9/10
Those Wild Oats
30 June 2007
Home From The Hill though it is located in Texas has the look and feel of those southern stories made so popular back in the day by William Faulkner and Tennessee Williams. This is not the Texas of say Giant, this is East Texas which bares quite a lot of resemblance to the delta country of Louisiana and Mississippi. And Robert Mitchum's Wade Hunnicutt is not quite the same kind of local patriarch as Rock Hudson's Bick Benedict.

Whatever else Bick Benedict was he was certainly loyal to Elizabeth Taylor. Whereas Robert Mitchum's been absolutely notorious for sowing his wild oats around the whole region. Eleanor Parker stays married to him, more for the sake of propriety than anything else, and for their son George Hamilton.
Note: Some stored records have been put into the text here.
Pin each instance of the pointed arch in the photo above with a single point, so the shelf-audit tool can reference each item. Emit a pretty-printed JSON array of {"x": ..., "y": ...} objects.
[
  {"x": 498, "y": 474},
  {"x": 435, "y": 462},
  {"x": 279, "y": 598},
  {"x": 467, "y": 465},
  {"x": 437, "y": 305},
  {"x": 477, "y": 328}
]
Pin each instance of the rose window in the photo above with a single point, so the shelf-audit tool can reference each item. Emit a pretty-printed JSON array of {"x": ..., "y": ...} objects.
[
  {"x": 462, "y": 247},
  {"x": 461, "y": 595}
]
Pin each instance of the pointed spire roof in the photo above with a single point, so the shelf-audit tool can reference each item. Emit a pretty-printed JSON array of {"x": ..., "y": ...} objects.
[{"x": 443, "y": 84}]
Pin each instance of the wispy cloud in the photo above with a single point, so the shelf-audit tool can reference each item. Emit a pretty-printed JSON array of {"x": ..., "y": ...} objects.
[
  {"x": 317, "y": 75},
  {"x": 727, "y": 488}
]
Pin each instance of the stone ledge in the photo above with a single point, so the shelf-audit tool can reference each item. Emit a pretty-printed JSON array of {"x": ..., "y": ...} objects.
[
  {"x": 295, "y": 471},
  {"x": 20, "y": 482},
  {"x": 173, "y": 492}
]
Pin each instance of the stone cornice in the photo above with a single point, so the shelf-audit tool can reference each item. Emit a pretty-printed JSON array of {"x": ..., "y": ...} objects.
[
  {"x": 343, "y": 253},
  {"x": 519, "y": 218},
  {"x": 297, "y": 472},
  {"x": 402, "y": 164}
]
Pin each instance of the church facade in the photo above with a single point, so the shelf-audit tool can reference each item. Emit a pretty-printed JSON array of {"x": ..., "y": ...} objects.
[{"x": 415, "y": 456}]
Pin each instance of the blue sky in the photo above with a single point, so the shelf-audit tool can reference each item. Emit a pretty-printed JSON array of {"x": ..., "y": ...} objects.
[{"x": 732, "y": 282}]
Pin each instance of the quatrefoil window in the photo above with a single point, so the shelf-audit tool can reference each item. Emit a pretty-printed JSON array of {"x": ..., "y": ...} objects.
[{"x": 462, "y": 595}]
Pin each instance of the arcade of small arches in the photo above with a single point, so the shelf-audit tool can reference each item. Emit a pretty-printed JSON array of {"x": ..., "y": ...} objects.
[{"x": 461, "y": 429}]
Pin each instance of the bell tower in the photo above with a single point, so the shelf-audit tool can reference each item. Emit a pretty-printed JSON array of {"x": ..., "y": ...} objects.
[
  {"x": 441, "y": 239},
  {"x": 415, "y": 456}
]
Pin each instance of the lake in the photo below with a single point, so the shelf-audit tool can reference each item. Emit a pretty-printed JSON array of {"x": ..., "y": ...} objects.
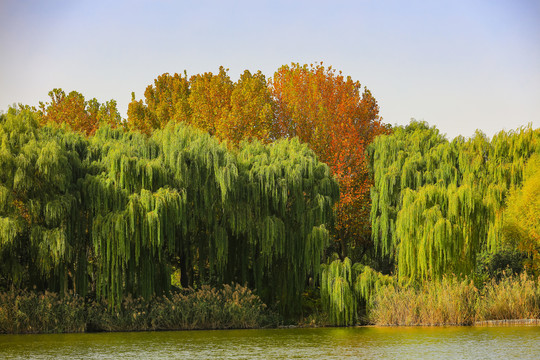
[{"x": 519, "y": 342}]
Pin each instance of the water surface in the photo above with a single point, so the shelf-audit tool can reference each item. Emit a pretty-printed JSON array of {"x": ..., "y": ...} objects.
[{"x": 323, "y": 343}]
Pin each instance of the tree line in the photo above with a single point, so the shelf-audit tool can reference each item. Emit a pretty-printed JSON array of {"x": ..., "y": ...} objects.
[{"x": 258, "y": 181}]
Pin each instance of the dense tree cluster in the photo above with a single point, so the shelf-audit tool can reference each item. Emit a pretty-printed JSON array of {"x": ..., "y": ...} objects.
[
  {"x": 258, "y": 182},
  {"x": 117, "y": 212},
  {"x": 437, "y": 204},
  {"x": 324, "y": 109}
]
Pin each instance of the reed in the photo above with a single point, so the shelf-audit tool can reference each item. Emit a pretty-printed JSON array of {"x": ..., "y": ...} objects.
[
  {"x": 452, "y": 301},
  {"x": 447, "y": 302},
  {"x": 231, "y": 306},
  {"x": 515, "y": 297}
]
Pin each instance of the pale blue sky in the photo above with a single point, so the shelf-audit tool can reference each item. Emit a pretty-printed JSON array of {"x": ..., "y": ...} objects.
[{"x": 459, "y": 65}]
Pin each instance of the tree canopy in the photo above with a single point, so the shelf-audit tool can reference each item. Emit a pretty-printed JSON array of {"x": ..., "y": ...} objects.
[{"x": 118, "y": 211}]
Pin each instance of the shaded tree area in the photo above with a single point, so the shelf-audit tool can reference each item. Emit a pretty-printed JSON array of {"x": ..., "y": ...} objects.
[
  {"x": 324, "y": 109},
  {"x": 115, "y": 213},
  {"x": 438, "y": 204}
]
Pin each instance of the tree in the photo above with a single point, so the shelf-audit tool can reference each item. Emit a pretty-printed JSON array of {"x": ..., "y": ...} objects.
[
  {"x": 332, "y": 114},
  {"x": 79, "y": 114},
  {"x": 437, "y": 204},
  {"x": 522, "y": 215},
  {"x": 251, "y": 112}
]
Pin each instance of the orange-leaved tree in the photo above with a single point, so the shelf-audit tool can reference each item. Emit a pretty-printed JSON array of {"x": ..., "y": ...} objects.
[
  {"x": 210, "y": 102},
  {"x": 338, "y": 120},
  {"x": 81, "y": 115}
]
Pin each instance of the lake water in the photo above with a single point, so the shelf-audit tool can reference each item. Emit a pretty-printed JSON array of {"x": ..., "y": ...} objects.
[{"x": 320, "y": 343}]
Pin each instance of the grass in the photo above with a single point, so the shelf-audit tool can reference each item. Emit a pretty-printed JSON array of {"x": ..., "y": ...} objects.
[{"x": 452, "y": 301}]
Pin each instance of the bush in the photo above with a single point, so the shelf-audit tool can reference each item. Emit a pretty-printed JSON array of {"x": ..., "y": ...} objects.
[
  {"x": 511, "y": 298},
  {"x": 207, "y": 308},
  {"x": 446, "y": 302}
]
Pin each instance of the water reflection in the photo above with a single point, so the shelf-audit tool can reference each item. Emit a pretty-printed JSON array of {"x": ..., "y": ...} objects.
[{"x": 327, "y": 343}]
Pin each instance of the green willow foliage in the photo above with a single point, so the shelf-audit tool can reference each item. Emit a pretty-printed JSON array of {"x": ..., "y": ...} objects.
[
  {"x": 435, "y": 203},
  {"x": 345, "y": 286},
  {"x": 116, "y": 213}
]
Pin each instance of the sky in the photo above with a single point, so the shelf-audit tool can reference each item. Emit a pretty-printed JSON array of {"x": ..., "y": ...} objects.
[{"x": 460, "y": 65}]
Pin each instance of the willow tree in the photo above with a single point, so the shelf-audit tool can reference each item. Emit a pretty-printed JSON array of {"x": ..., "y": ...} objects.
[
  {"x": 346, "y": 288},
  {"x": 436, "y": 204},
  {"x": 180, "y": 198},
  {"x": 41, "y": 240},
  {"x": 521, "y": 226},
  {"x": 284, "y": 210}
]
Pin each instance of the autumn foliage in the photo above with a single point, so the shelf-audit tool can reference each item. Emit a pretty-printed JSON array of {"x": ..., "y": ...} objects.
[
  {"x": 330, "y": 112},
  {"x": 338, "y": 120},
  {"x": 81, "y": 115}
]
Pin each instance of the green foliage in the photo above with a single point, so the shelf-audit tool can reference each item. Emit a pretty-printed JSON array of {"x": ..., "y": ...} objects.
[
  {"x": 207, "y": 308},
  {"x": 521, "y": 225},
  {"x": 117, "y": 212},
  {"x": 346, "y": 287},
  {"x": 436, "y": 204}
]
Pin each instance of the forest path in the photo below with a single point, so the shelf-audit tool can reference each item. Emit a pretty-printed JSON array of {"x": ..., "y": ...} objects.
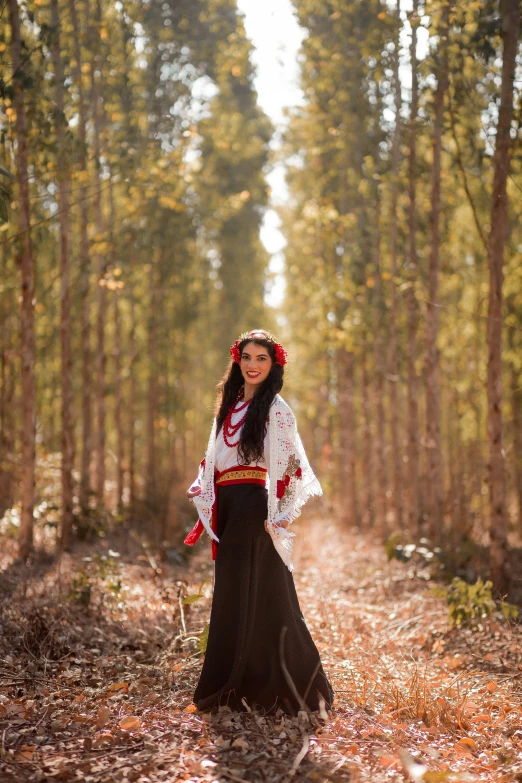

Some of Mitchum's good old boy drinking buddies like Guinn Williams and Denver Pyle send young Hamilton on that southern tradition, a futile snipe hunt. That little prank actually sets the whole plot of the film into gear. It's supposed to be women who gossip, but these good old boys also with some of their locker room gossip that Everette Sloane overhears that sets the climax of the film going.

Robert Mitchum is cast in one of his best roles and it's ironic that he was a second choice for Clark Gable. I doubt that Gable could have done better with this part. The always dependable Eleanor Parker matches Mitchum all the way with her performance as the suppressed wife.

George Hamilton and George Peppard got very good roles in Home from the Hill in the salad days of their respective careers.

Though Home from the Hill does veer into soap opera it's held together primarily by director Vincent Minnelli and by a great cast he assembled.